87    I note at this point that LPSP specifically submitted that this Court should follow HSK since this was a decision of an intermediate appellate court about much the same issue in connection with substantially similar legislation. Strictly speaking, even though HSK and the present appeal give rise to very similar issues, the rule as stated in Australian Securities Commission v Marlborough Gold Mines Ltd [1993] HCA 15; 177 CLR 485 and Farah Constructions Pty Ltd v Say-Dee Pty Ltd [2007] HCA 22; 230 CLR 89 does not in terms apply. This is because HSK concerned a State Act concerning a State tribunal. The State Act also differed from the Commonwealth AAT Act at various points. It may be, however, that Walker Corporation v Sydney Harbour Foreshore Authority [2008] HCA 5; 233 CLR 259 and R v Falzon [2018] HCA 29; 264 CLR 361 have widened this rule. Compare Attorney-General (Cth) v Ogawa [2020] FCAFC 180; 281 FCR 1; MNWA Pty Ltd v Deputy Commissioner of Taxation [2016] FCAFC 154; 250 FCR 381; and Parkin v Boral Limited (Class Closure) [2022] FCAFC 47; 291 FCR 116. As will be seen from the above discussion, it is unnecessary to delve into this question, because we would apply the same principles as the Queensland Court of Appeal in HSK, to reach a like conclusion.
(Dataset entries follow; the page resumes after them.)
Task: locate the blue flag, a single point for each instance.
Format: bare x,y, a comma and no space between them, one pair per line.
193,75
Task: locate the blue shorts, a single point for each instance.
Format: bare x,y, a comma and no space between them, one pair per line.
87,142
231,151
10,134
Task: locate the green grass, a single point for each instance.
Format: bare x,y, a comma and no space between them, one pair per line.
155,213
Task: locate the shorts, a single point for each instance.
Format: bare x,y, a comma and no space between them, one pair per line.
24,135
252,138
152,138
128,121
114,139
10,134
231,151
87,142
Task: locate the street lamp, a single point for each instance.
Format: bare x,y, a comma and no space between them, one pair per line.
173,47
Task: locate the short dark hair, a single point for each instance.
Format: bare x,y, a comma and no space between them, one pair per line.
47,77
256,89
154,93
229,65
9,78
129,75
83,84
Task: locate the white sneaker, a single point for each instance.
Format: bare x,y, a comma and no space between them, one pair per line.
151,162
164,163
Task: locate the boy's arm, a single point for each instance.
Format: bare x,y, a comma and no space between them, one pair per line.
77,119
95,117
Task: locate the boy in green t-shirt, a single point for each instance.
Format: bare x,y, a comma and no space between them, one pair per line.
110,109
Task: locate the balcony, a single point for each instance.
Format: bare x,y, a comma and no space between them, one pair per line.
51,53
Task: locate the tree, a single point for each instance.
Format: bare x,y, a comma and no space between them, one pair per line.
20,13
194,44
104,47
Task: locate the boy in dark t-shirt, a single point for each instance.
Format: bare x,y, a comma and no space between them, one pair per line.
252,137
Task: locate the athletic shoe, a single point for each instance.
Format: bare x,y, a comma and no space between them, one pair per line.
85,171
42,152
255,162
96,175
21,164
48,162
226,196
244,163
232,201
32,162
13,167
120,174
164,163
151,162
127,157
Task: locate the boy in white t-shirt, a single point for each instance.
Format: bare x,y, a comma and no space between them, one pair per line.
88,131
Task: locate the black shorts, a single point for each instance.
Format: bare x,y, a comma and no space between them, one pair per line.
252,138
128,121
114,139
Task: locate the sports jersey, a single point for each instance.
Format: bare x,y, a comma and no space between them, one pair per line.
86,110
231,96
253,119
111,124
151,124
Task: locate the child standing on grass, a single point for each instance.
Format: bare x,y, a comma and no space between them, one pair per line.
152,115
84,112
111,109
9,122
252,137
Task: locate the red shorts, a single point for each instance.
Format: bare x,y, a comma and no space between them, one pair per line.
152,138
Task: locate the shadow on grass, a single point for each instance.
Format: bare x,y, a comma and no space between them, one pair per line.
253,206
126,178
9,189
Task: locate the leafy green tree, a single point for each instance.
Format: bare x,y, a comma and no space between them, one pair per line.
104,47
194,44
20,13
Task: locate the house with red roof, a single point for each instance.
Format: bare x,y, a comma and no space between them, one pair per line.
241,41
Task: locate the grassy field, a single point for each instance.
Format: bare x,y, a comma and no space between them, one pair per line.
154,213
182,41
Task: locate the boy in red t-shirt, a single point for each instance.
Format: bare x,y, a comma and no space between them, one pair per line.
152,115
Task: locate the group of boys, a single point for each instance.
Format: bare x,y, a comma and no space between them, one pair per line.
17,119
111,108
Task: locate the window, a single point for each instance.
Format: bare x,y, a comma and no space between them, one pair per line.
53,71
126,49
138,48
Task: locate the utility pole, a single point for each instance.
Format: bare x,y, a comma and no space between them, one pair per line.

The relevance of court practice of granting a stay in the event of non-conformity with orders

88    The Minister’s case made much of the fact that, in the absence of a grant of legislative power to compel a person to submit to a medical examination, courts would order a stay of proceedings if an unreasonable refusal to submit to examination would result in practical injustice. We have already referred to Parker J’s statement to this effect in Washington v Washington at [151]. There are numerous other instances of this: see, for example, Kurnell Passenger & Transport at [79] (Basten JA); [1] (Giles JA, agreeing); Furesh v Schor; and Hastwell at [34]-[37]. We note, however, that in Hastwell at [37], Jackson J attributed the power of the Federal Court to grant a stay to ss 23 and 37M(1) of the Federal Court of Australia Act 1976 (Cth). This indicates in our view that the proposition that the Tribunal has the power to grant a stay of a proceeding in a case like the present is open to serious doubt. It is, however, unnecessary to determine this question because the Tribunal has not purported to exercise any such power. As already indicated, the possibility that some other direction might have been made at some later date does not determine the validity of the Direction that was in fact made and is the subject of this appeal.

DISPOSITION

89    The Tribunal might have addressed the difficulty that arose because of LPSP’s opposition to an assessment by a second psychiatrist chosen by the Minister other than by compelling LPSP to participate in a psychiatric assessment with Dr Wojnarowska. For instance, as the primary judge said at PJ [24], the Tribunal could have indicated that it would afford the second Zimmerman report limited weight because another psychiatrist had been unable to corroborate Dr Zimmerman’s opinion and the Minister had limited capacity to test it without another expert’s report.

90    As we have explained, we agree with the primary judge that the Tribunal did not have the power to make the Direction. Accordingly, we would dismiss the appeal. The Minister should pay the first respondent’s costs of the appeal.

I certify that the preceding ninety (90) numbered paragraphs are a true copy of the Reasons for Judgment of the Honourable Justices Kenny, Wigney and Rofe.